We can make the same plot after applying a spline transformer to $X_3$ to assess whether feature expansion improves model fit:

In [8]:
## Apply the spline transformer to just one column
from sklearn.compose import ColumnTransformer
from sklearn.preprocessing import SplineTransformer
friedman_XDF_train = pd.DataFrame(friedman_X_train, columns=['X1', 'X2', 'X3', 'X4', 'X5', 'X6', 'X7', 'X8', 'X9', 'X10'])
target_column = 'X3'
preprocessor = ColumnTransformer(
        transformers=[('spline', SplineTransformer(degree=2, n_knots=2), [target_column])],
        remainder='passthrough' )
expanded_X_train = preprocessor.fit_transform(friedman_XDF_train)
fitted_model = LinearRegression().fit(expanded_X_train, friedman_y_train)

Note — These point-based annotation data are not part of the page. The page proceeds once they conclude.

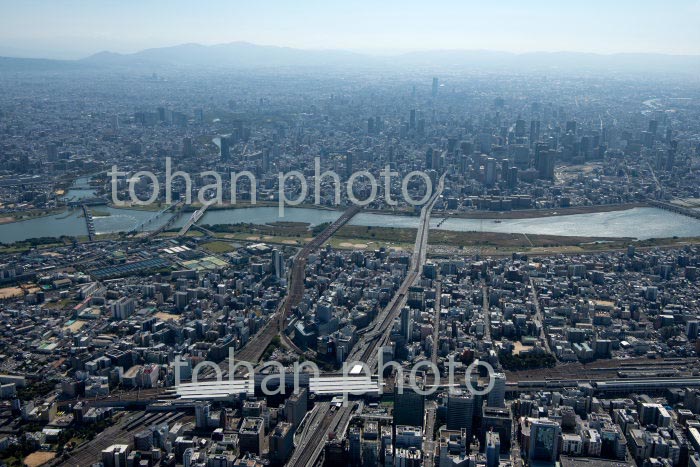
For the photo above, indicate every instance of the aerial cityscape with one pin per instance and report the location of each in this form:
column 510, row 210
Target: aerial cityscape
column 318, row 253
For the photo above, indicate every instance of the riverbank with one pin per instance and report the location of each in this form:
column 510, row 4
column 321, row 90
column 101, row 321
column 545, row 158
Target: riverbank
column 441, row 243
column 494, row 215
column 522, row 213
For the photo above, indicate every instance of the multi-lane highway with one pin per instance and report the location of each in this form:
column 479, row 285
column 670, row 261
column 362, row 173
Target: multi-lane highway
column 255, row 347
column 366, row 350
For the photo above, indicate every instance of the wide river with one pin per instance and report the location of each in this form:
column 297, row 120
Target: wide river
column 640, row 223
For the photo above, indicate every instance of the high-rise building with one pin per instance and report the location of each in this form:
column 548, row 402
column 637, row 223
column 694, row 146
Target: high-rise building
column 115, row 455
column 544, row 440
column 409, row 406
column 225, row 148
column 250, row 435
column 278, row 263
column 187, row 147
column 545, row 164
column 295, row 407
column 52, row 152
column 497, row 419
column 281, row 443
column 497, row 396
column 490, row 171
column 691, row 329
column 460, row 412
column 492, row 449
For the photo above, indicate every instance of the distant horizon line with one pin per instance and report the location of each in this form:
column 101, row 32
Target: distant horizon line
column 379, row 53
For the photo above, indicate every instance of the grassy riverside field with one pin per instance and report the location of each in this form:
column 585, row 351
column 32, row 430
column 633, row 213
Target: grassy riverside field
column 441, row 241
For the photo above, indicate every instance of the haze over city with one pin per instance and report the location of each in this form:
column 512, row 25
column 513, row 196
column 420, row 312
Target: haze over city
column 323, row 233
column 75, row 29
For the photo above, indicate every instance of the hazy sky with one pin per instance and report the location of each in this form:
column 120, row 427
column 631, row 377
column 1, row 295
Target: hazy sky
column 74, row 29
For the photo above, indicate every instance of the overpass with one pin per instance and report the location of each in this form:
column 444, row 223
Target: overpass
column 310, row 446
column 254, row 349
column 194, row 218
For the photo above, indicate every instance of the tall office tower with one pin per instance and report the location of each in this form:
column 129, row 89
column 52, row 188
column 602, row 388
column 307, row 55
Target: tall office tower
column 512, row 178
column 278, row 263
column 52, row 152
column 355, row 446
column 499, row 420
column 251, row 434
column 671, row 157
column 295, row 407
column 406, row 323
column 653, row 127
column 534, row 131
column 545, row 164
column 187, row 147
column 460, row 412
column 493, row 449
column 544, row 440
column 409, row 406
column 429, row 159
column 115, row 455
column 466, row 147
column 497, row 396
column 490, row 172
column 437, row 160
column 281, row 443
column 225, row 148
column 202, row 412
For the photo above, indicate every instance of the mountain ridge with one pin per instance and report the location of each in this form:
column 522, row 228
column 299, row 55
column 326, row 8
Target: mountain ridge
column 245, row 55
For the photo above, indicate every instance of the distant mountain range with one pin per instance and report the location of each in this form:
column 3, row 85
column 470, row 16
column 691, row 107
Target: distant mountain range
column 243, row 55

## Plot residual vs. X3, which had a quadratic relationship w/ Y in the data generating model
training_resids = friedman_y_train - fitted_model.predict(expanded_X_train)
plt.scatter(friedman_X_train[:,2], training_resids)
plt.axhline(y=0, color='black', linestyle='--')

## Add a lowess smoother
from statsmodels.nonparametric.smoothers_lowess import lowess
smoothed_data = lowess(training_resids, friedman_X_train[:,2], frac=0.3, it=0)
x_smoothed, y_smoothed = smoothed_data[:, 0], smoothed_data[:, 1]
plt.plot(x_smoothed, y_smoothed, color='red', linewidth=2)
plt.show()

We now see only random variation in the smoothing line, which suggests we've properly integrated the feature into the model.

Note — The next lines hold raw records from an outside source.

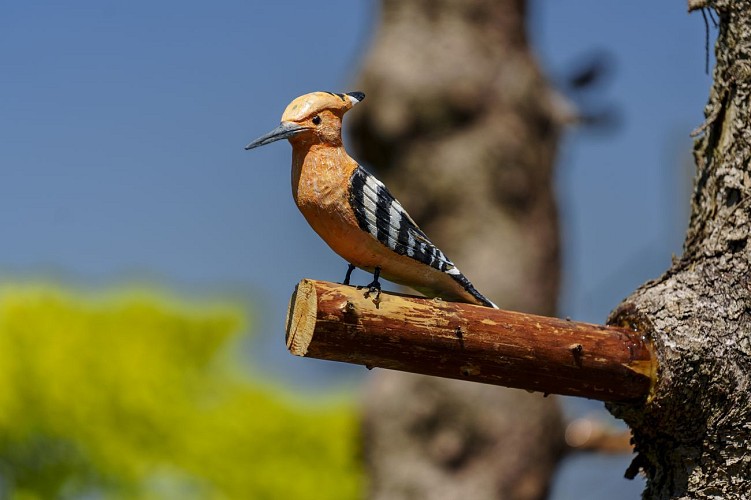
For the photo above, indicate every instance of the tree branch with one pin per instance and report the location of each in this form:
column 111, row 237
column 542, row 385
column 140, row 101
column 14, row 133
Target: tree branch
column 462, row 341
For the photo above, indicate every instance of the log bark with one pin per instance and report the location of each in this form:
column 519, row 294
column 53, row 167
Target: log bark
column 693, row 436
column 466, row 342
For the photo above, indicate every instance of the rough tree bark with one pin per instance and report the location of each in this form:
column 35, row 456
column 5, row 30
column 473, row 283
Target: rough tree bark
column 463, row 128
column 693, row 434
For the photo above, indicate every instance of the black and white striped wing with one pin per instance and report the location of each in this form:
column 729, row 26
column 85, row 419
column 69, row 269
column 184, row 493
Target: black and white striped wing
column 381, row 215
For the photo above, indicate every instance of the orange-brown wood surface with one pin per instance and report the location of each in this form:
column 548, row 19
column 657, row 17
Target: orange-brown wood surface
column 463, row 341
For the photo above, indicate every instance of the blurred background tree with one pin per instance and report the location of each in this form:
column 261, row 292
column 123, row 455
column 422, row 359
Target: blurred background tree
column 121, row 134
column 465, row 131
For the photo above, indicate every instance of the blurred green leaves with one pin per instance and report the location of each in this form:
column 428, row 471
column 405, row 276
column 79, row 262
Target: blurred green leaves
column 135, row 397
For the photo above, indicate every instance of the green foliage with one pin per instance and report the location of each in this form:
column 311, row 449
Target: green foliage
column 134, row 397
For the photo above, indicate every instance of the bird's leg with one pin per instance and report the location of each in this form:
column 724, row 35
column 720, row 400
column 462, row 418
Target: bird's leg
column 375, row 285
column 348, row 275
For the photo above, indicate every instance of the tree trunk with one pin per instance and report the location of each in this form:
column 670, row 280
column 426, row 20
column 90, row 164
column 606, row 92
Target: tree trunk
column 463, row 128
column 693, row 434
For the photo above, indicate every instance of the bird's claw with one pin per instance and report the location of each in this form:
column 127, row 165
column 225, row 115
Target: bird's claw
column 374, row 287
column 348, row 275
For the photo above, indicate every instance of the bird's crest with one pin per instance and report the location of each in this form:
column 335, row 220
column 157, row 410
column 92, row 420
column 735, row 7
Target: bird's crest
column 315, row 102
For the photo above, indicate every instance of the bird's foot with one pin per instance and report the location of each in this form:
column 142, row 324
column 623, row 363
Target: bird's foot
column 348, row 275
column 374, row 287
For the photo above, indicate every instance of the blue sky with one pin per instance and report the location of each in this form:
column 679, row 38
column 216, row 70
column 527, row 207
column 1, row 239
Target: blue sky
column 122, row 126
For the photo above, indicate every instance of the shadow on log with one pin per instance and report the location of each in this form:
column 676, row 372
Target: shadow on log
column 467, row 342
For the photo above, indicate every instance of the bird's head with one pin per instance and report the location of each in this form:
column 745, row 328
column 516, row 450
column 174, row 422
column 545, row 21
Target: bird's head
column 312, row 118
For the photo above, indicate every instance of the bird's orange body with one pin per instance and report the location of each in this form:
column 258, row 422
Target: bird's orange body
column 322, row 187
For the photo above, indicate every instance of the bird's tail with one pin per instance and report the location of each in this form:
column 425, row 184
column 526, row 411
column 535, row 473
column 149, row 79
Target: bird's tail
column 468, row 287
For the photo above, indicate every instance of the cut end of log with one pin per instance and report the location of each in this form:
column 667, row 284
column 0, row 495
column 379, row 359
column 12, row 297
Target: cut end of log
column 463, row 341
column 301, row 318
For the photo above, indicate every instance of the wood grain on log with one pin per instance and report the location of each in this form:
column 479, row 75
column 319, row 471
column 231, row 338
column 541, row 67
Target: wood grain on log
column 462, row 341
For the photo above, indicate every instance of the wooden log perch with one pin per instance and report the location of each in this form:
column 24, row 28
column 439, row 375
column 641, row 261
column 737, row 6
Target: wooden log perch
column 463, row 341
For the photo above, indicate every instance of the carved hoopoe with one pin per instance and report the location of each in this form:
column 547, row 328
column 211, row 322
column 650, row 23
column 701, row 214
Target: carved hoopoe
column 353, row 211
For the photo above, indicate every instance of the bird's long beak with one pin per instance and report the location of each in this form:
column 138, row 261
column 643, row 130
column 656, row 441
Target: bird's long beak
column 285, row 130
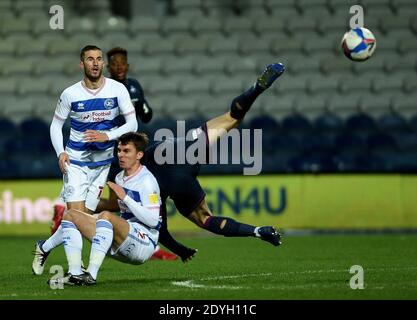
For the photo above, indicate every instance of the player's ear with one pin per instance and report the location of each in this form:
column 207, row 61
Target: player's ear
column 140, row 155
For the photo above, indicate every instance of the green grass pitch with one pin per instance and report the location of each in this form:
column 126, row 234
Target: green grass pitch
column 304, row 267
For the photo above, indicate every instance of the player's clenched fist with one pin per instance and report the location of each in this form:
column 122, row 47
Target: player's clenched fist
column 63, row 162
column 118, row 190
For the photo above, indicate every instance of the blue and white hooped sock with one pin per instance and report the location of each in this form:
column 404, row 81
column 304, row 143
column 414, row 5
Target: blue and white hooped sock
column 73, row 244
column 53, row 241
column 101, row 244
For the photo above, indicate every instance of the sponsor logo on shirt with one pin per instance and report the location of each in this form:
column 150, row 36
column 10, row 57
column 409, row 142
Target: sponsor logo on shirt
column 153, row 198
column 108, row 103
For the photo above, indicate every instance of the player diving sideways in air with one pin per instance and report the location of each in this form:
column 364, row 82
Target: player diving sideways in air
column 179, row 182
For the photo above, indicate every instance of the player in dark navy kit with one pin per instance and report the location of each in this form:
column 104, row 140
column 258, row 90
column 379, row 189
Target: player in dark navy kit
column 179, row 181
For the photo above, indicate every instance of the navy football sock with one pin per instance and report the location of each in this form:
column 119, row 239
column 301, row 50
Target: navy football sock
column 241, row 104
column 170, row 243
column 231, row 228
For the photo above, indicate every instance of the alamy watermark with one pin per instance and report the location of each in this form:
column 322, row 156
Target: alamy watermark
column 357, row 281
column 56, row 281
column 57, row 19
column 356, row 21
column 233, row 147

Note: For logistic regression the concept of a residual is more ambigious, but the general approach described in this section can still be applied calculating residuals using the binary encoding of the outcome variable and the model's predicted probabilities.

Question #3:

  • Part A: Using the code from this section as a starting point, create a for loop that generates a scatter plot of each feature in the "Friedman" data set versus the residuals of a linear regression model trained on the unexpanded data. Similar to the example code, make sure your plots include a smoothing line.
  • Part B: Based upon your results from Part A, which features appear to be promising candidates for feature expansion? How do the features you identified compare with the data generation process used to created the "Friedman" data set?
  • Part C: Use 5-fold cross-validation to compare the performance of two different modeling approaches - one that applies a degree-3 spline transformer with 2 knots and uniform spacing to all features, and another that applies the same transformer only to the features you identified in Part B.

Part 4 - Application¶

In this application you'll revisit the Iowa City Home Sales data from previous labs:

In [9]:
ic_homes = pd.read_csv("https://remiller1450.github.io/data/IowaCityHomeSales.csv")
ic_homes.head(3)
Out[9]:
sale.amount sale.date occupancy style built bedrooms bsmt ac attic area.base area.add area.bsmt area.garage1 area.garage2 area.living area.lot lon lat assessed
0 172500 1/3/2005 116 (Zero Lot Line) 1 Story Frame 1993 3 Full Yes None 1102 0 925 418 0 1102 5520 -91.509129 41.651160 173040
1 90000 1/5/2005 113 (Condominium) 1 Story Frame 2001 2 None Yes None 878 0 0 0 264 878 3718 -91.522964 41.673240 89470
2 168500 1/12/2005 101 (Single-Family / Owner Occupied) Split Foyer Frame 1976 4 Full Yes None 1236 0 700 576 0 1236 8800 -91.482311 41.658488 164230

The goal will be to compare a linear regression model that uses feature expansion strategies as necessary with a KNN model that naturally accomodates non-linear relationships between numeric features and sale price.

Question #4:

  • Part A: Perform an 80-20 training-testing split using random_state = 42 and separate the outcome, sale.amount, from the predictive features of interest, which are ['bedrooms', 'area.base', 'area.bsmt','area.lot', 'area.living', 'area.garage1', 'area.garage2']
  • Part B: Fit a linear regression model without any feature expansion to the training data, then use the residuals of this model to identify candidate features that might benefit from feature expansion.
  • Part C: Use cross-validation to compare a linear regression model that uses discretization as a feature expansion strategy for the candidate features you identified in Part B with at least 3 different KNN models. Report the cross-validated RMSE of each model you consider.
  • Part D: Find and report the RMSE of the best model from Part C on the test set.